The new Fabbri Model 55 Plus is essentially an overwrap machine that wraps plastic film over a product sitting on a tray—a machine that was created to satisfy a need within the food packing industry.
The preferred trays used by Direct Poultry are the PZ40 Evok polystyrene trays manufactured by Cascades Inc.
By utilizes 25 per cent recycled material, the Evok trays—designed for packaging fresh meats, fish, poultry and fresh produce—add up to a 20 per cent reduction in greenhouse gas emissions according to the manufacturing location and compared with Cascades’ previous polystyrene foam packaging.
“We have a great relationship with Reiser,” acknowledges Pinho.
“Not only do we also have a great relationship with the Reiser technician, but the fact that the company is very easy to get a hold of when we require help to solve an issue helps put my mind at ease.”
However, Pinho was adamant that he simply didn’t go with Reiser because he likes the people, saying the machinery impressed him greatly.
“The Fabbri Model 55 Plus possess both efficiency and speed,” relates Pinho, adding that he admires its compact size and robustness as well.
“It’s built for speed and versatility and provides us with a very high level of productivity, able to handle a wide range of tray sizes without having to perform any changeover functions,” he says.
According to Reiser, the stretchfilm packaging machines are capable of producing between 35 to 55 packs per minute dependent on tray size—something Direct Poultry is very much in favor of, given its relatively short production runs that need to be on grocery shelves as quickly as possible.
The smooth speed and robust attitude of the Fabbri Model 55 Plus is aided by its use of stepper-drive efficiency and its lack of cams or chains.
All models feature a user-friendly, programmable full-size control panel that includes self-diagnostic software to allow for easy operation and maintenance.

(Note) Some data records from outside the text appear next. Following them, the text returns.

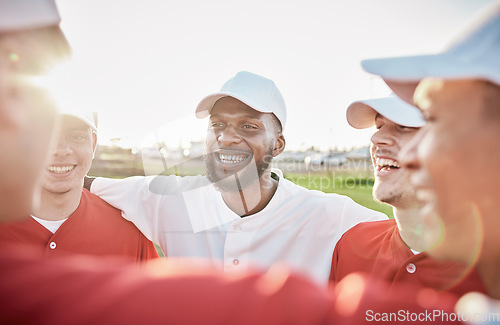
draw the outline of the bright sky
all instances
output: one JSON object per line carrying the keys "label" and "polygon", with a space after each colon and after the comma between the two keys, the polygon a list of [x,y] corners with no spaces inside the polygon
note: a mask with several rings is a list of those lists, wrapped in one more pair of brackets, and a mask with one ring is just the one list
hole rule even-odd
{"label": "bright sky", "polygon": [[247,70],[280,88],[288,149],[328,149],[367,145],[345,109],[389,93],[360,60],[439,51],[491,0],[56,2],[74,50],[59,96],[99,112],[100,143],[201,139],[196,105]]}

“Of great importance, however, is just how easy it is to perform a hygienic clean-up,” Pinho relates. “The Fabbri has an open design that allows our cleaning equipment impeccable access to ensure we not only have a quick clean, but a highly efficient cleaning process.”

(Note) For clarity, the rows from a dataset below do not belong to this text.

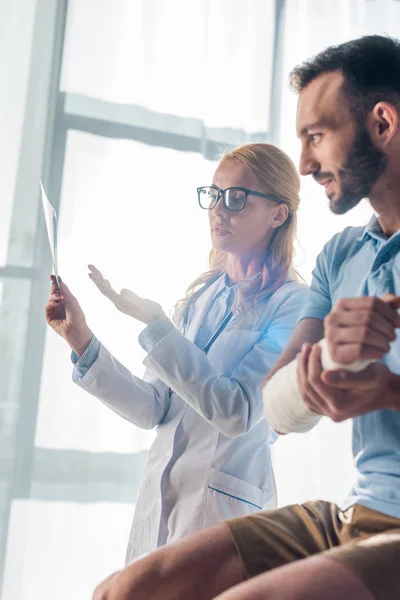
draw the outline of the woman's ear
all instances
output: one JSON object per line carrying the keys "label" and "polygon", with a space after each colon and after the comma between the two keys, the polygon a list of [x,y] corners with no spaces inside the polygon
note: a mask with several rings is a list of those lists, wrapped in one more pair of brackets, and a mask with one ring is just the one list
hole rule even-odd
{"label": "woman's ear", "polygon": [[286,204],[278,204],[275,209],[274,217],[272,220],[272,227],[280,227],[284,224],[289,216],[289,209]]}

After packaging by the Fabbri, the trays move along a conveyor past a Bizerba labeler/weigher/coder that weighs the product and applies product data and lotcode information to the applied label.

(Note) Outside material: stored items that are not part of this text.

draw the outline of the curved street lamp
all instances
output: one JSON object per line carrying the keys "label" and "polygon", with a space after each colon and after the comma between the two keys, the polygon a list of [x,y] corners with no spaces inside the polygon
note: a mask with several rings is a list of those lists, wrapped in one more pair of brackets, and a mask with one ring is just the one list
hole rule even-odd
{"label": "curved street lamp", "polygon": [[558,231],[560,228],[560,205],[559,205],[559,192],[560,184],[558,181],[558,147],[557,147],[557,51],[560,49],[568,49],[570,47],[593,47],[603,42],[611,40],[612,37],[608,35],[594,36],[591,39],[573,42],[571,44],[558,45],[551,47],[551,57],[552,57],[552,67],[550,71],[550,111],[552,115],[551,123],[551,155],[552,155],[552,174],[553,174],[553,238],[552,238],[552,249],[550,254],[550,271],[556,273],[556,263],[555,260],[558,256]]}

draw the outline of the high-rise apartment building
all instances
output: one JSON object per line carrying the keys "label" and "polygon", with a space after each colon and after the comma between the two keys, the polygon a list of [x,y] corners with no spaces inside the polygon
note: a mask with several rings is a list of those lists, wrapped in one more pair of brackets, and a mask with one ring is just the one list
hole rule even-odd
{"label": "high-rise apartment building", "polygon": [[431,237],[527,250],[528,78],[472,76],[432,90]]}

On each of the five production lines, the now packed poultry product passes through an inline metal detection unit to ensure food safety compliance.
Direct Poultry uses Stealth metal detection units manufactured by Fortress Technology, a globally-renowned designer and manufacturer of high-quality metal detection equipment headquartered in Toronto.
The Stealth uses digital signal processing technology and provides very sensitive levels to ensure it can detect even the smallest ferrous, non-ferrous and stainless steel inclusions.
For companies who require it, included data collection software with a USB transfer provides effective compliance with various safety programs such as HACCP-certification.
Having passed inspection, the finished product trays are then hand-packed into corrugated poultry boxes purchased by Direct Poultry via the Toronto-based Gertex Distributing Inc. but converted by WestRock.
WestRock produces 100 percent recycled paperboard, laminated paperboard products, folding cartons, corrugated boxes, displays, plastic packaging, and more.
“Although it’s true that things started out as a small business I could run by myself, I love the growth Direct Poultry has experienced,” sums up Pinho.
“The Fabbri Model 55 Plus stretchfilm packaging machines from Reiser have certainly helped us increase our production line efficiency, which enables us to not only keep our current roster of clients happy, but also to accept new customers.”